Hastalık, diyabetik damar ve sinir hasarı nedeniyle yara iyileşmesinin bozulduğu diyabetik ayaktır.
Ciddi durumlarda, bu ikincil hastalık, ayak parmaklarını ve hatta uzuvları bile kesmeyi gerekli kılabilir.
Terapi kılavuzlarına disiplinli bağlılık ve çeşitli uzmanlar (özellikle diyabetologlar, oftalmologlar, nörologlar) tarafından düzenli kontroller, bu sekellerin ilerlemesini önemli ölçüde yavaşlatabilir!

Pankreasın ekzokrin hipofonksiyonu, terapi kılavuzlarına yeterince uyulmaması durumunda genellikle zamanla kilo kaybına yol açar (örn. İkame preparatların yemeklerden önce düzensiz alımı).
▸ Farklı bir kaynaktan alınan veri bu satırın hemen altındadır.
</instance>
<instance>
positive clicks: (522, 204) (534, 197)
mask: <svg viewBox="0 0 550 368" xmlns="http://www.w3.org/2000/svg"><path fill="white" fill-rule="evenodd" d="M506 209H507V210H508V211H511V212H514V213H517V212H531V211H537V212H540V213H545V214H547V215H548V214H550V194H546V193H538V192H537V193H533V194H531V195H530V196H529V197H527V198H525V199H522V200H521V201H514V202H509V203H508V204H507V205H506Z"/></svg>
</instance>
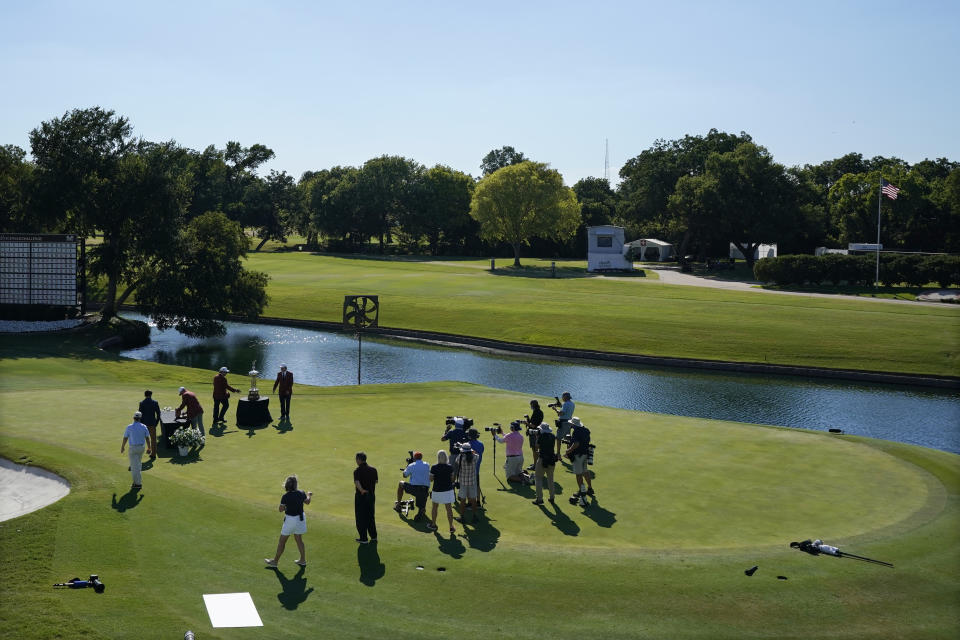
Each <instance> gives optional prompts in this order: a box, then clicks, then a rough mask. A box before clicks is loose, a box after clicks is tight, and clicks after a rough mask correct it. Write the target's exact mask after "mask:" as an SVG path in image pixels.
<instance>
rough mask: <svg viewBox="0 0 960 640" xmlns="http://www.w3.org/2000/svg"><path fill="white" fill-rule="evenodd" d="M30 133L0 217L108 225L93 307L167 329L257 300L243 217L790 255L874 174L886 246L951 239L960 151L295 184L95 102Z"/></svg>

Kilo vermenin kendisi bazı hastalar için o kadar sakıncalı olmasa da, birçoğu uzun vadeli yetersiz beslenmenin olumsuz etkilerini hafife alıyor: Sadece vücut tarafından daha az enerji emmekle kalmıyor, aynı zamanda yağda çözünen A, D, E ve K vitaminlerinin emilimi de kısıtlanıyor. kilo kaybına vitamin eksikliği eşlik eder.
Bireysel vitamin sınıflarının işlevlerine bağlı olarak bu, enfeksiyonlara karşı duyarlılığın artmasına ve görme keskinliğinin azalmasına (A vitamini), kırılgan kemiklere (D vitamini) veya kanama eğiliminin artmasına (K vitamini) yol açabilir.